In ScyllaDB Manager 1.2, we have made it very easy to setup the SSH connectivity for the ScyllaDB Manager to talk to the ScyllaDB database nodes.
One thing many users reported as being troublesome was the generation and distribution of the SSH keys necessary for this to work. To solve this problem , we have now added the scyllamgr_ssh_setup
script that is available after you install ScyllaDB Manager. This script does not simply copy key files, but discovers all the nodes in a cluster for every node sets up the proper user that is needed for the SSH connectivity to work.
To run the script, make sure there is an admin user who has root privileges so that the script can use these permissions to perform the setup. This power user is not remembered or reused in any way but is simply used to perform the needed administrative functions to setup the required user and keys. The admin user is much like the Amazon ec2-user. The script creates a user specified by the -m
parameter that the ScyllaDB Manager later uses for its SSH connection. This is a very restricted user as you cannot get shell access.
Generating and distributing the needed keys is as simple as:
scyllamgr_ssh_setup -u ec2-user -i /tmp/amazon_key.pem -m scylla-manager -o /tmp/scyllamgr_cluster.pem -d <SCYLLA_IP>
This generates or reuses the file: /tmp/scyllamgr_cluster.pem which is distributed to all of the nodes in the cluster. In order to do this, the script uses the ScyllaDB REST API to discover the other members of the cluster and sets up the needed users and keys on these nodes as well. If you later add a node to the cluster, you can re-run the script for just that node.
Further improvements
- HTTPS – By default, the ScyllaDB Manager server API is now deployed using HTTPS for additional safety. The default port is 56443 but this can be changed in the config file /etc/scylla-manager/scylla-manager.yaml.

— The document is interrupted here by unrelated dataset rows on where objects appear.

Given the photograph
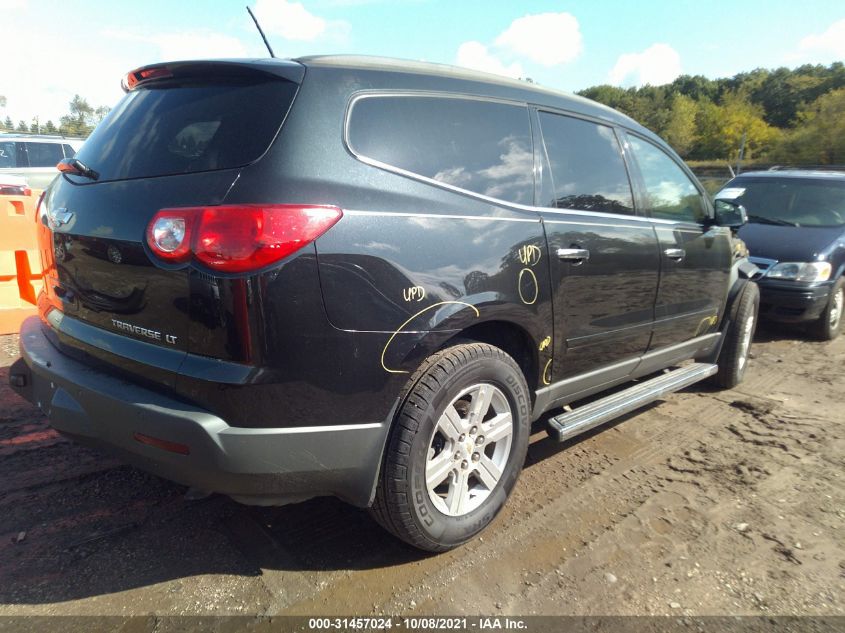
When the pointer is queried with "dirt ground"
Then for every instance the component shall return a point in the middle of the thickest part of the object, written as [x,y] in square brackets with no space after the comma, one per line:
[705,503]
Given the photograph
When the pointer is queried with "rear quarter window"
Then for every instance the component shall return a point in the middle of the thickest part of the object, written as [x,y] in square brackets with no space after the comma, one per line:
[472,144]
[185,127]
[44,154]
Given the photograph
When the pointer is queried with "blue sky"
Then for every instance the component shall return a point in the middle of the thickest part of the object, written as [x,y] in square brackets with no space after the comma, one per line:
[53,49]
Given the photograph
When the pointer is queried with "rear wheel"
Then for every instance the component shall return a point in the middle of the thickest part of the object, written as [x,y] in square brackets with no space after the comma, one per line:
[456,448]
[733,359]
[829,324]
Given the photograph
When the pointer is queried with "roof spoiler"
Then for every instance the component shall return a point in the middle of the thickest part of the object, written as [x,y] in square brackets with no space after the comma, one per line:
[211,69]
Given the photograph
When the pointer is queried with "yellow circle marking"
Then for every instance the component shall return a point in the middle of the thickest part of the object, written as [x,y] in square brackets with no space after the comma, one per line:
[519,286]
[401,327]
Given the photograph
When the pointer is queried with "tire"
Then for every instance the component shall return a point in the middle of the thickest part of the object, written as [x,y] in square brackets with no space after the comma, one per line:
[733,359]
[829,324]
[442,481]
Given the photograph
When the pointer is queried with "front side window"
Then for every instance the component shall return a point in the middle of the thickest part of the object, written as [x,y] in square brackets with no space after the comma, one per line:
[8,154]
[670,193]
[481,146]
[789,201]
[588,172]
[44,154]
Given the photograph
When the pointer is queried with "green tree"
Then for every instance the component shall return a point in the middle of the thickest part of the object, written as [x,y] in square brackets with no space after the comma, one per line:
[80,120]
[679,128]
[819,138]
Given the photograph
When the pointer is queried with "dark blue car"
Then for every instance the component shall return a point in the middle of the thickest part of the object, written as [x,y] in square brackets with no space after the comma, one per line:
[796,236]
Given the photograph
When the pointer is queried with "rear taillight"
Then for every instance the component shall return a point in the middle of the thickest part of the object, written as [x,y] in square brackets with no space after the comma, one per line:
[135,77]
[237,239]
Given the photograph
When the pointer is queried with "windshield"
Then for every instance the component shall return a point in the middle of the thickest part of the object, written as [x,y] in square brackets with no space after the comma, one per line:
[178,128]
[789,201]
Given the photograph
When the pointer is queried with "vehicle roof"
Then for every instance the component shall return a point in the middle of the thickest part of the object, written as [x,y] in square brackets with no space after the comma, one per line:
[528,91]
[795,173]
[38,137]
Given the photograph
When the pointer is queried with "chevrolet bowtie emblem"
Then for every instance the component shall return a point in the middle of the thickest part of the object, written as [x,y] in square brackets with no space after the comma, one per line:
[57,218]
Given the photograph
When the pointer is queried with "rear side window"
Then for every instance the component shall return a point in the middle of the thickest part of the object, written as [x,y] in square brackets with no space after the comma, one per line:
[179,128]
[588,171]
[670,193]
[481,146]
[44,154]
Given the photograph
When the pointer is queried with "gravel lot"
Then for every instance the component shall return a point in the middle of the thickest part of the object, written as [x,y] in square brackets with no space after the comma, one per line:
[704,503]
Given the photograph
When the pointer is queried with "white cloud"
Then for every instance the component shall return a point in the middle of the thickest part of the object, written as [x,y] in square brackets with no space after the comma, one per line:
[182,45]
[657,65]
[830,44]
[476,56]
[293,21]
[548,39]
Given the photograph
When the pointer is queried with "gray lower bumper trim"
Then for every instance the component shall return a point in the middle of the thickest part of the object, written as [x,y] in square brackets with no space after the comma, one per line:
[262,466]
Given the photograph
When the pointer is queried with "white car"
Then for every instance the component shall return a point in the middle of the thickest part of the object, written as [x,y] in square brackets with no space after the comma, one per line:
[33,157]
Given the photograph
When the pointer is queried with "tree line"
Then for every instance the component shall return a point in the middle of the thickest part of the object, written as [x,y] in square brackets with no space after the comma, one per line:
[794,116]
[785,115]
[80,120]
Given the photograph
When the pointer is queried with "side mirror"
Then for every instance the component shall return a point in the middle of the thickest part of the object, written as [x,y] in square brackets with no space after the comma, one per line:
[730,214]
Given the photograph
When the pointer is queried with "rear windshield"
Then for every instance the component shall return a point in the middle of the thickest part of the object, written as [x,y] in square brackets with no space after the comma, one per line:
[789,201]
[182,128]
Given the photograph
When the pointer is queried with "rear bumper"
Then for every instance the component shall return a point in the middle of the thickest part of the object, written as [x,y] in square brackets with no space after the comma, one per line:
[256,466]
[792,304]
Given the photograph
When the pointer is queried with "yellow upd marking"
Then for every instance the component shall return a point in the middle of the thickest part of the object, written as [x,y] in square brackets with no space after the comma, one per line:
[414,293]
[705,323]
[530,255]
[519,286]
[401,327]
[547,379]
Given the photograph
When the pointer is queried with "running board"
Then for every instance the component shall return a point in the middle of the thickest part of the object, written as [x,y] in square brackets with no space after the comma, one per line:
[567,425]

- The SSH config is now set per cluster in the
cluster add
command. This allows a very secure setup where different clusters have their own keys. - The ssh configuration is now dropped and and any data available will be migrated as part of the upgrade.
cluster add
is now topology aware in the sense that it will discover the cluster nodes if you just supply one node using the--host
argument. There is no need to specify all the cluster nodes when registering a new cluster.repair
will obtain the number of shards for the cluster nodes dynamically when it runs so you do not need to know the shard count when you add the cluster. This can be very convenient in a cluster with different sized nodes.- Automated DC selection – ScyllaDB Manager will ping the nodes and determine which DC is the closest and then use that for its interactions with the cluster whenever possible. The
repair_auto_schedule
task has been replaced by a standard repair task like any other that you might add. - The visual layout of the progress reporting in sctool is greatly improved.